MM: No debe haber resultado fácil. Vos lo contás muy bien en la novela. En la búsqueda que él hace para salir de ese lugar en el que supuestamente debía estar. Y creo que otra búsqueda que mencionás en el libro y está muy bien es la del sentimiento. Walsh “corazón de palo”, que se permite mostrar todo lo que lo conmovió ese lugar de las víctimas. Y además, el lugar maravilloso que le da a esa Enriqueta Muñiz, como catalizadora. ¿Investigaste? ¿Qué descubriste de Enriqueta? ¿O es todo fantasía?

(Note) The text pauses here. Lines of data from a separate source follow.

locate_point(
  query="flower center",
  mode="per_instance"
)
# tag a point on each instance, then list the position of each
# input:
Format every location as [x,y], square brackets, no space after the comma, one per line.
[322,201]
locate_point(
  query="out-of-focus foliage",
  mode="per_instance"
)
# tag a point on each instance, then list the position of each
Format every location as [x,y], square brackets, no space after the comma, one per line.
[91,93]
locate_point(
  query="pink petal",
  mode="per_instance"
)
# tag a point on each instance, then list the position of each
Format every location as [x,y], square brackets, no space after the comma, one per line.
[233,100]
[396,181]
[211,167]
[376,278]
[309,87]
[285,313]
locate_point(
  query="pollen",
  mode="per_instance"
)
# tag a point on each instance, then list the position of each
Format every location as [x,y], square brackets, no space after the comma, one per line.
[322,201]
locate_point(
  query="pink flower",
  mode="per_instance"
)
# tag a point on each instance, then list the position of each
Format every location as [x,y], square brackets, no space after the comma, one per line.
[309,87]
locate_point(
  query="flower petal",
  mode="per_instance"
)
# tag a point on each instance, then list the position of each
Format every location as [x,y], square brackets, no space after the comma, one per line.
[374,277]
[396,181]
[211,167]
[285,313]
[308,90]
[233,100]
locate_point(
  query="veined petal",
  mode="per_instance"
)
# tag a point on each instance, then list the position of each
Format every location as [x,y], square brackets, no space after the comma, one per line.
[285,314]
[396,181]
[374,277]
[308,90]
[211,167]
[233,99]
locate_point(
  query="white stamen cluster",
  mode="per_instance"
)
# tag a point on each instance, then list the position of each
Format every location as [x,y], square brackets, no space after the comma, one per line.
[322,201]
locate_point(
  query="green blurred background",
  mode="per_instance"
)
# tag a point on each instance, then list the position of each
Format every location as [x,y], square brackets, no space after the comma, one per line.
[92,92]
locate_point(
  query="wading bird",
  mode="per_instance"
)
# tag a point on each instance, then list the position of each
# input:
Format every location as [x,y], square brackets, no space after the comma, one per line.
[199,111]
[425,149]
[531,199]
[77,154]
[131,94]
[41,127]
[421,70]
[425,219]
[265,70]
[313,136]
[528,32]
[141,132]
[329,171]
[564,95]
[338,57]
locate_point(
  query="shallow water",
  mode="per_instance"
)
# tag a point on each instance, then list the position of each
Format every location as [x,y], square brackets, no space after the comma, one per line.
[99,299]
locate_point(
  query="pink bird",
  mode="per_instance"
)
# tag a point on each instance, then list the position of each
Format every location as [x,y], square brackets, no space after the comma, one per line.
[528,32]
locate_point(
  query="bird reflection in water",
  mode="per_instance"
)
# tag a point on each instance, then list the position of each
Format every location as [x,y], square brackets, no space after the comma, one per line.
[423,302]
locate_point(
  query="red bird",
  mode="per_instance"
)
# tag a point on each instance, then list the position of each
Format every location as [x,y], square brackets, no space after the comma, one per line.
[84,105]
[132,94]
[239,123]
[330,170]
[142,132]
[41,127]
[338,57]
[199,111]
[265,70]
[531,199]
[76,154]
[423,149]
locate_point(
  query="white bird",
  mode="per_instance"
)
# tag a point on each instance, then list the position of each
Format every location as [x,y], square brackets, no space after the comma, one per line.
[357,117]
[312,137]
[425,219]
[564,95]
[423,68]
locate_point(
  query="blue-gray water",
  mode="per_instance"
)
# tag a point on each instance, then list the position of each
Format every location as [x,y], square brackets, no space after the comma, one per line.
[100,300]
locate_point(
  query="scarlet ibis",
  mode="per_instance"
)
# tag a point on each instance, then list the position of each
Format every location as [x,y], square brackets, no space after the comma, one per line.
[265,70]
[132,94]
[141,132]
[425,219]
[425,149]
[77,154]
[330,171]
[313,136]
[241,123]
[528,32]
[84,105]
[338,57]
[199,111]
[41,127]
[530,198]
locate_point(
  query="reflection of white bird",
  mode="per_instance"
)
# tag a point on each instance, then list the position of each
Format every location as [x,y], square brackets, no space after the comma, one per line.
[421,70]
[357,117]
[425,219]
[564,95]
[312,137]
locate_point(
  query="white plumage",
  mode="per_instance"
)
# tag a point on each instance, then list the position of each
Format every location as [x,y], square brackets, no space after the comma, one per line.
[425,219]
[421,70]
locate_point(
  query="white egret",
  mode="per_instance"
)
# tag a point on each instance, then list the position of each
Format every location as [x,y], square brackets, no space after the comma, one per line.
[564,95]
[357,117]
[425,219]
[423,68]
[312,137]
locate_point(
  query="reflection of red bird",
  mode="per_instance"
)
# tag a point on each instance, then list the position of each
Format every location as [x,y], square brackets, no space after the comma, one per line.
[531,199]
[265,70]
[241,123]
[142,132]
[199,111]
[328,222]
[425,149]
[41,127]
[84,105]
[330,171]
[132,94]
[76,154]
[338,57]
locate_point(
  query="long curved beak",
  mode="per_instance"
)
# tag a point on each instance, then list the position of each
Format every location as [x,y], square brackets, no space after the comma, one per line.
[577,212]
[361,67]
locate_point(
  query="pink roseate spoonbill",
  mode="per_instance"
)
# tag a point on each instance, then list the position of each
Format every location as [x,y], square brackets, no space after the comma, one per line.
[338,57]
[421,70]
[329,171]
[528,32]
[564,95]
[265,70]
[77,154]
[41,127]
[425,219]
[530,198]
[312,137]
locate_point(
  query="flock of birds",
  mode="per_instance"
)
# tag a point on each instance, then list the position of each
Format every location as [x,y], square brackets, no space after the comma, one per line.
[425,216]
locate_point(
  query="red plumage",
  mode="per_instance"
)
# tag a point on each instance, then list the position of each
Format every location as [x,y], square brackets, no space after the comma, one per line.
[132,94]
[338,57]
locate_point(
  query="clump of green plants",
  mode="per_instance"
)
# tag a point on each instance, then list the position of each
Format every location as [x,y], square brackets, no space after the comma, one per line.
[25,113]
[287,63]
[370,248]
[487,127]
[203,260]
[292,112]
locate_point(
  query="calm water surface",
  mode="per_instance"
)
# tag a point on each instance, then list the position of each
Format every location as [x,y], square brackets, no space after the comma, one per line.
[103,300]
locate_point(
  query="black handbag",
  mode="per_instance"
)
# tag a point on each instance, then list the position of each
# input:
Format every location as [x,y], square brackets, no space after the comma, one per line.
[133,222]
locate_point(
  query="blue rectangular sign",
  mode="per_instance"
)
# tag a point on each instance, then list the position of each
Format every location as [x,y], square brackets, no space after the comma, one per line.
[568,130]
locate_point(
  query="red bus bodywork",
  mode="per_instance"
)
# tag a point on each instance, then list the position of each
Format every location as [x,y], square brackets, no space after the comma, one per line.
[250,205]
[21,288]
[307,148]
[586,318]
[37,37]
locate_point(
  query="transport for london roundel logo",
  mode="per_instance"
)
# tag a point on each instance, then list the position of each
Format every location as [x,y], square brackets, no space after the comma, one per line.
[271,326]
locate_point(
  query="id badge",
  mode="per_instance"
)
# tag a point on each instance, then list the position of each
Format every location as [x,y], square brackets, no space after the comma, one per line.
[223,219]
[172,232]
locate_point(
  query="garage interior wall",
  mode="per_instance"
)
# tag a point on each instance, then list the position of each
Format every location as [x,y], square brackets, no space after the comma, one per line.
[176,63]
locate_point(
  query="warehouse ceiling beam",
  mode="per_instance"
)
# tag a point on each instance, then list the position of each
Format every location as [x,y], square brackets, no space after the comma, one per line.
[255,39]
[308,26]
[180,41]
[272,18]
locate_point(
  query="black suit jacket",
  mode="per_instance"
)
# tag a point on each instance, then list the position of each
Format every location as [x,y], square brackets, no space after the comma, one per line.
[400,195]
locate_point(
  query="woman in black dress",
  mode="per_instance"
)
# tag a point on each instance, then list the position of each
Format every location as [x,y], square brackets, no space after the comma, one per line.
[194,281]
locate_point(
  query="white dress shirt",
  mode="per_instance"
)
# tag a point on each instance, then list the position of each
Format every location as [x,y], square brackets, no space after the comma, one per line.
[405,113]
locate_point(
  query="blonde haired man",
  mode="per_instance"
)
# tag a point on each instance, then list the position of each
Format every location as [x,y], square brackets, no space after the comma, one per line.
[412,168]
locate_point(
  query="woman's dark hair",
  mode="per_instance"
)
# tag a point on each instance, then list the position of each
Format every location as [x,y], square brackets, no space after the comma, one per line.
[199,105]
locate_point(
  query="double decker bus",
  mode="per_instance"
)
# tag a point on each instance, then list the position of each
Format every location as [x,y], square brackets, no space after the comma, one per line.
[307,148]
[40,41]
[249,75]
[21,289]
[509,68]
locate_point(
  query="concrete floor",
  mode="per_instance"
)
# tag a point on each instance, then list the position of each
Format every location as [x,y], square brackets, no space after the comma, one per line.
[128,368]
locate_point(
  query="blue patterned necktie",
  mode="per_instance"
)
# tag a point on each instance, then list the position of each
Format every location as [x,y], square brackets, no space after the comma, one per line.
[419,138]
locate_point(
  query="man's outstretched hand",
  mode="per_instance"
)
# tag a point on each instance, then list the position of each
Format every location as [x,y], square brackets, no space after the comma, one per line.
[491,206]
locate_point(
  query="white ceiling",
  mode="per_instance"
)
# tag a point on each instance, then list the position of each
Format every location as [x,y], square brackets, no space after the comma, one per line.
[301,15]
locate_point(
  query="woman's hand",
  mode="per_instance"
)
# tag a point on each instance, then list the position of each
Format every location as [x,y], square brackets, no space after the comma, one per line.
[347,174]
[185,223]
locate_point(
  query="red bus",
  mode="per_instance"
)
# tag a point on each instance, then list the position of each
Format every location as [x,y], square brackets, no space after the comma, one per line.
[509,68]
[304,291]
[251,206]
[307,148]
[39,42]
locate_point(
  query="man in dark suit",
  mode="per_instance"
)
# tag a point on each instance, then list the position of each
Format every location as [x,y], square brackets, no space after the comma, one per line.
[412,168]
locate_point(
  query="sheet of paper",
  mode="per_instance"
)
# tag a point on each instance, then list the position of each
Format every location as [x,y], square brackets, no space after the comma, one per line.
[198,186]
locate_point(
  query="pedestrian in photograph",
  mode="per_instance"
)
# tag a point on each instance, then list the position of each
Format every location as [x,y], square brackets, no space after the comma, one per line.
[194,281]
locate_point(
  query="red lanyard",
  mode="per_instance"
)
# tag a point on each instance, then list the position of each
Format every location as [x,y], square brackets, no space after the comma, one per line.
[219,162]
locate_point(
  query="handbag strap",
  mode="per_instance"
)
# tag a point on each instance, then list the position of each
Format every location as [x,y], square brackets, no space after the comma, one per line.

MF: Básicamente, todo lo que investigué y pude llegar a saber está en la novela. Y lo que no pude llegar a saber es lo que imaginé. Esencialmente tiene que ver con cómo era la relación de ellos, en lo privado. Sobre esto, lamentablemente no hay testimonios porque los dos están muertos y su relación transcurrió a espaldas de todo el mundo. Nadie puede contar cómo se hablaban, cómo se referían el uno al otro. Eso a mí me permitió ese lugar para jugar. Hablando con Horacio que fue amigo de Walsh y que laburó con él los últimos diez años de su vida, y que después laburó con Enriqueta, creo que en la Editorial Abril… ninguno de los dos le contó nunca que habían tenido una historia.
MM: ¿Y Horacio cree que es posible que haya pasado como lo contás vos?
MF: Sí. Se lo di con todo el temor del mundo, porque además Horacio es implacable, así que se lo di con un cagazo tremendo y me llamó por teléfono un lunes, o uno de los últimos feriados, para decirme eso, que le había encantado. Que eran un Walsh y una Enriqueta posibles, y que nada de lo que hacían o decían había traicionado lo que él creía que habrían hecho y dicho. Por el contrario. Los valoraba. Eso para mí fue un alivio.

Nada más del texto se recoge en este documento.